Did I completely miss the boat?

hgmjr
Not at all, except there is a distance factor. Each of the switches is a different physical distance from the blower. So current will only flow thru the closest branch to the blower when two switches are closed (shortest path)...so an indicator that was on will go out when a closer switch is closed.

Might be easier for me to draw a diagram, but can't do it right now. Let me know if it would help clarify my point.

#### hgmjr

Joined Jan 28, 2005
9,029
I can appreciate your point concerning the differences in resistance on each of the 5 switch legs.

There are a few things that you can do to address this imbalance.

First, I think the choice of the most sensitive detector would give the best chance of detecting the current in the longer leg (higher resistance) when a shorter leg (lower resistance) is switched in parallel with it.

Second, I would suggest that the longer legs would benefit from a couple of turns through the hole in the current transformer coil to obtain an increase in sensitivity.

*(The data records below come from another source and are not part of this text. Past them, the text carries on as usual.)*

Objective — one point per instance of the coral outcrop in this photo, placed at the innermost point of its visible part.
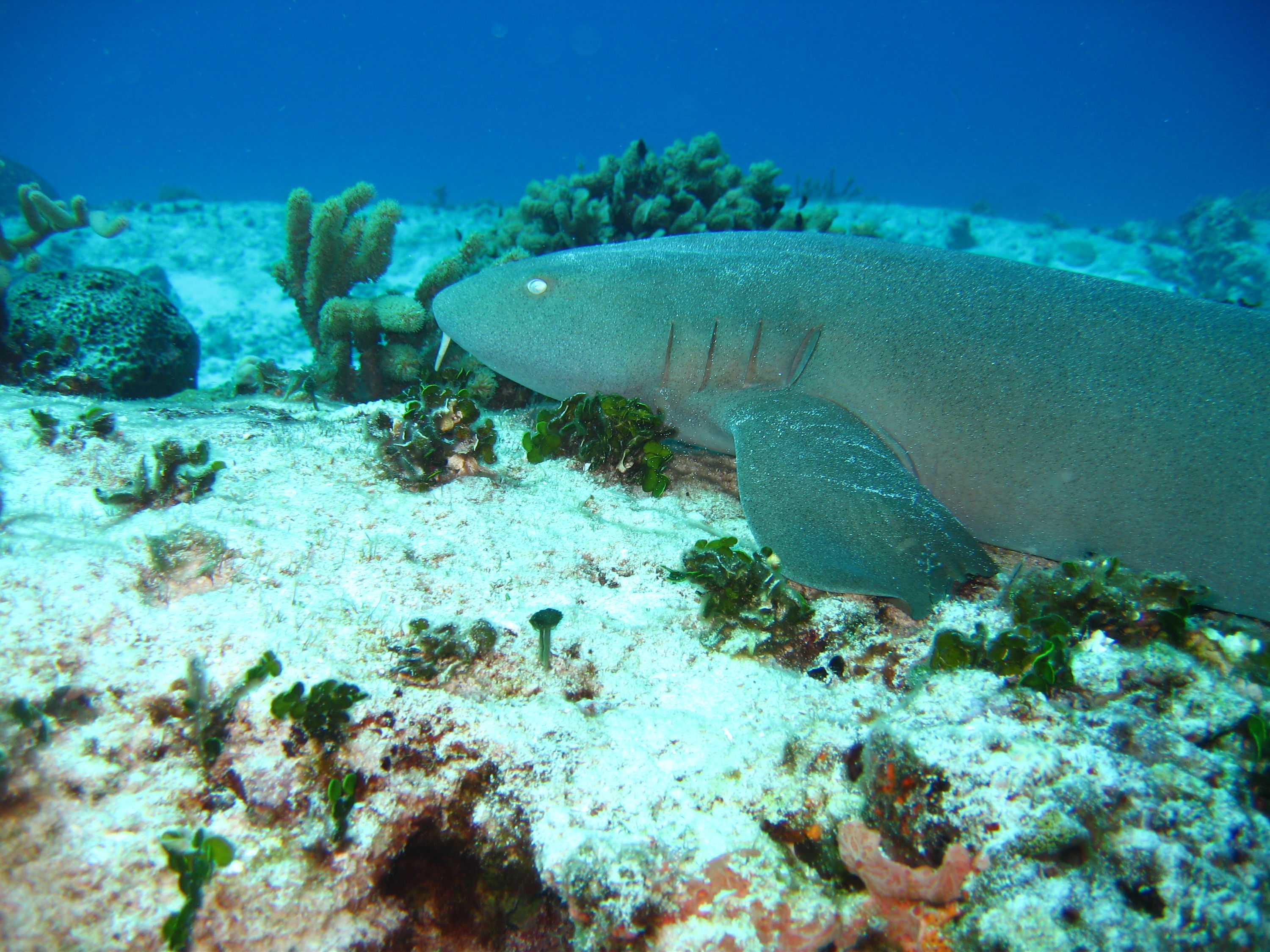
(906, 905)
(97, 332)
(329, 250)
(45, 216)
(1227, 247)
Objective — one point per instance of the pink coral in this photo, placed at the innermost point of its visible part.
(906, 905)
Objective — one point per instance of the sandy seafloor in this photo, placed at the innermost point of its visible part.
(508, 806)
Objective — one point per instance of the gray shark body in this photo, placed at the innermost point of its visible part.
(891, 404)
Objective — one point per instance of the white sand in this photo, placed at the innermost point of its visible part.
(668, 757)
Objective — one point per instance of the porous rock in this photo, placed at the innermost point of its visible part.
(106, 329)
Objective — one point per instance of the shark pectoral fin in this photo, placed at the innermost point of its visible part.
(840, 511)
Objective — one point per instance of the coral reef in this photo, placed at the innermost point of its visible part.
(329, 250)
(1227, 247)
(910, 904)
(691, 187)
(13, 176)
(97, 332)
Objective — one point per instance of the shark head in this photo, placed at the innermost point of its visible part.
(559, 324)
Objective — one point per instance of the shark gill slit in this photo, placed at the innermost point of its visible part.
(705, 376)
(666, 365)
(754, 356)
(804, 353)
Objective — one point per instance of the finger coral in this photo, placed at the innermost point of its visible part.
(44, 217)
(329, 250)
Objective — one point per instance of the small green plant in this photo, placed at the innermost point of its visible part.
(93, 422)
(341, 798)
(1035, 654)
(437, 438)
(195, 858)
(1102, 594)
(544, 621)
(323, 713)
(210, 715)
(437, 652)
(45, 426)
(1055, 608)
(27, 725)
(1258, 730)
(179, 476)
(611, 433)
(760, 612)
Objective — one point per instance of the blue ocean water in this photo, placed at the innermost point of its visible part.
(1094, 111)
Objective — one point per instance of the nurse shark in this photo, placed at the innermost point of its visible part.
(889, 404)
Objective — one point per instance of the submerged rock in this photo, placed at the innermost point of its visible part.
(98, 332)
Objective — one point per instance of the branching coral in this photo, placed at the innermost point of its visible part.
(329, 250)
(46, 216)
(1053, 608)
(906, 905)
(689, 188)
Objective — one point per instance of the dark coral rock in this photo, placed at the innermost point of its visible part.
(98, 330)
(905, 801)
(1225, 259)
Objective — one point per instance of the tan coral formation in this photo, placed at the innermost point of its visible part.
(46, 216)
(907, 905)
(329, 250)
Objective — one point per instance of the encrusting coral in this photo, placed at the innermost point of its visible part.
(329, 250)
(906, 905)
(687, 188)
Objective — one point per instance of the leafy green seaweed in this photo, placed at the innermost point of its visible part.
(195, 858)
(610, 432)
(437, 438)
(179, 476)
(323, 713)
(1055, 608)
(544, 621)
(432, 652)
(341, 799)
(760, 612)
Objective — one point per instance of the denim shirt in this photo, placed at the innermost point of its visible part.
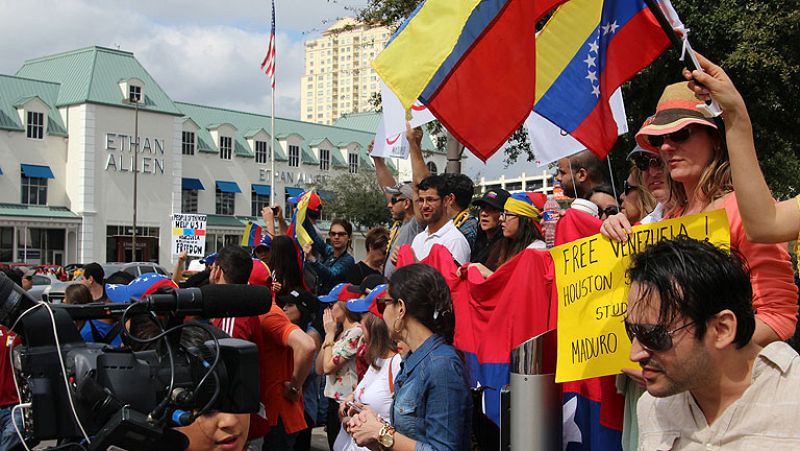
(432, 403)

Third, You can always add some length or wire to the shorter legs in order to make all 5 legs fairly close to the same length. You can coil the excess near the breaker box from which each of the 5 switches radiate. This may not be practical if the difference in length is too great.

These are the tricks that I can think of right off.

hgmjr

#### DonFL

Joined Jan 6, 2007
7
I don't think there is going to be a resistance factor. These are switches, so the closest closed switch to the fan blower will carry 100% of the current, even if others beyond that closes switch are closed.

I've actually tested to make sure my thinking is correct here. You see current flow drop to 0 on a leg further from the blower motor when a nearer one is closed. That makes logical/electrical sense. If I had something other than switches, so that it was not a 0 resistance/infinite resistance situation, then I think what you are saying, could work.

My leaning at this point is to bite the bullet and go with multiple relays...but I may just pick up one of those current sensors just for fun..

Thanks for all the insight and ideas.

#### hgmjr

Joined Jan 28, 2005
9,029
Whatever solution you decide to pursue, I am sure that all of us here will be interested in how things turn out for you.

Don't hesitiate to post any questions in the meantime as you proceed toward completion of your project.